Let's proceed by simply dropping the rows with missing values:

In [94]:
vax = israel.dropna()

Moving forward, use `vax`, not `israel`.

### Question 8 (✅ Checkpoint Question)

***Note:*** Assume that "hospitalization" and "severe illness" mean the same thing; that is, if someone is hospitalized they developed severe illness and vice versa.

As mentioned at the start of Part 2, looking at the probability of being vaccinated if you're hospitalized is meaningless, since if everyone is vaccinated, this probability will be 1. Instead, we care about **the probability of being hospitalized if you're vaccinated.** More than that, what we care most about is how this probability relates to the probability of being hospitalized if you're **unvaccinated**.

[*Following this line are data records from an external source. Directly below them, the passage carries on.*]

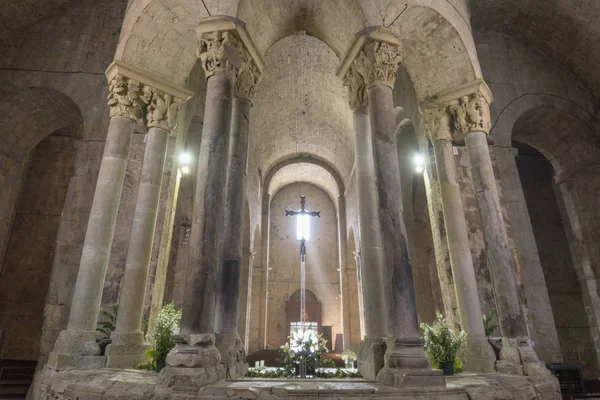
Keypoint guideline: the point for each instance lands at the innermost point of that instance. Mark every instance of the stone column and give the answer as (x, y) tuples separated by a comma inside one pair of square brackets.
[(194, 361), (227, 297), (478, 354), (128, 343), (407, 365), (265, 227), (469, 112), (76, 346), (371, 350), (541, 327), (343, 271), (195, 345)]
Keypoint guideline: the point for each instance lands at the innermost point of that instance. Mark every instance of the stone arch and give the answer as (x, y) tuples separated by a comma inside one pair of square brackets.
[(245, 286), (561, 145), (450, 59), (38, 150), (331, 182), (354, 279)]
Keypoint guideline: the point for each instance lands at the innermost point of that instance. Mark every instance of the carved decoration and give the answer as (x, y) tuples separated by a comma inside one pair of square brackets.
[(437, 120), (247, 77), (127, 97), (162, 111), (357, 90), (219, 53), (378, 63), (470, 114)]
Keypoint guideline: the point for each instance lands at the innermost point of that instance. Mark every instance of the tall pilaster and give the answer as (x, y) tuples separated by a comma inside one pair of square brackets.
[(76, 346), (128, 344), (227, 297), (372, 348), (223, 42), (478, 354), (467, 109), (407, 365)]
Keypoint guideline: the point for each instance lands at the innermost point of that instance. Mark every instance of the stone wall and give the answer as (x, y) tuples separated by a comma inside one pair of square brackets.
[(322, 277), (27, 266), (571, 321)]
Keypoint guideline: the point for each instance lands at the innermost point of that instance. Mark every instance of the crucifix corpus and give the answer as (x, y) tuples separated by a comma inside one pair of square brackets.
[(302, 234)]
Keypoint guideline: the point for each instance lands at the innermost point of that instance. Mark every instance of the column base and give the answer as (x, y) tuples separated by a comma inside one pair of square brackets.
[(126, 350), (194, 351), (411, 378), (76, 350), (407, 354), (371, 357), (233, 354), (478, 356), (518, 358)]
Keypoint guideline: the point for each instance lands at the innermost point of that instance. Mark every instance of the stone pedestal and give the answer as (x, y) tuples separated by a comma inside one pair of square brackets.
[(371, 357), (233, 355), (478, 355)]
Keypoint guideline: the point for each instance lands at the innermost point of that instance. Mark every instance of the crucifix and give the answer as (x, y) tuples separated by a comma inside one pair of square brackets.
[(302, 233)]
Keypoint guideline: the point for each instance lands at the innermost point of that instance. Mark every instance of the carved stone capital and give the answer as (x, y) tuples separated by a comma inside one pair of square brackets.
[(247, 77), (357, 90), (162, 111), (437, 121), (219, 53), (468, 107), (378, 63), (127, 97), (470, 114)]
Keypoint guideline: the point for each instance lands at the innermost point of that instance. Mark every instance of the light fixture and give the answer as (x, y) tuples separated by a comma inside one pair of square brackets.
[(419, 162), (185, 159), (302, 227)]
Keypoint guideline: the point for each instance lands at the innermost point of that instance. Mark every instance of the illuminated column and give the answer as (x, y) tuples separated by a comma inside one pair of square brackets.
[(76, 346), (467, 107), (372, 347), (227, 295), (478, 353), (407, 364), (128, 343)]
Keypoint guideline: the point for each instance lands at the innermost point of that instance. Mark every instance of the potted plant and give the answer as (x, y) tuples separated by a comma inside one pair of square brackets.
[(303, 344), (106, 325), (442, 344), (161, 340), (349, 358)]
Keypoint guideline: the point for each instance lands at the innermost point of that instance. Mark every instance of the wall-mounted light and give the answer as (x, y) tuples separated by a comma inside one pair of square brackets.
[(419, 162), (185, 159)]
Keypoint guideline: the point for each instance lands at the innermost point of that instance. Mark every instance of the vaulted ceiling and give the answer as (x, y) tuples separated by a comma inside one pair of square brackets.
[(566, 30)]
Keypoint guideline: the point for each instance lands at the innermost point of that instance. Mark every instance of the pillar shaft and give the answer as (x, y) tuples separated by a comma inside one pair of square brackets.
[(226, 314), (128, 339), (207, 215), (101, 226), (371, 241), (479, 355), (512, 324), (404, 315)]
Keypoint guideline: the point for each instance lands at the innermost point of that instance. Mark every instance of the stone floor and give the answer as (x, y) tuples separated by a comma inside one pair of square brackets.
[(107, 384)]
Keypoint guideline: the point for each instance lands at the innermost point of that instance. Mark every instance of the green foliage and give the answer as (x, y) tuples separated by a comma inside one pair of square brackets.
[(167, 325), (348, 355), (338, 374), (283, 373), (308, 345), (267, 373), (441, 343), (487, 323), (147, 366), (325, 362), (107, 321)]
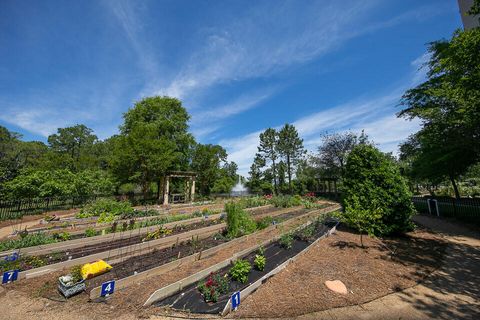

To put it more concretely, let's say that 1 in 100 vaccinated people are hospitalized, while 10 in 100 unvaccinated people are hospitalized. This means that unvaccinated people are 10x more likely to be hospitalized than vaccinated people. To put it another way, if those 10 hospitalized unvaccinated people had been vaccinated, we'd expect that 9 of them would not have been hospitalized. That is, the vaccine would have prevented 90% of the hospitalizations, and we might therefore say that it is 90% effective against severe illness.

This is the intuition behind the definition of **vaccine effectiveness** (see the CDC's [page](https://www.cdc.gov/csels/dsepd/ss1978/lesson3/section6.html) for more information). That is, to compute a vaccine's effectiveness, we need to know two things:

1. The proportion of vaccinated people who developed severe illness (i.e., the probability that a vaccinated person will be hospitalized). Call this $p_V$.
2. The proportion of unvaccinated people who developed severe illness (i.e., the probability that an unvaccinated person will be hospitalized). Call this $p_U$.

Then:

$$
\text{effectiveness} = 1 - \frac{p_V}{p_U} = \frac{p_U - p_V}{p_U}
$$

**What this formula calculates, in words, is the proportion of unvaccinated people with severe illness who would (we expect) not have severe illness if they were vaccinated.** For instance, if no one who is vaccinated becomes severely ill, then $p_V = 0$ and the effectiveness is 1 (100%). On the other hand, if the vaccine is no better than being unvaccinated, $p_V = p_U$ and the effectiveness is 0 (0%).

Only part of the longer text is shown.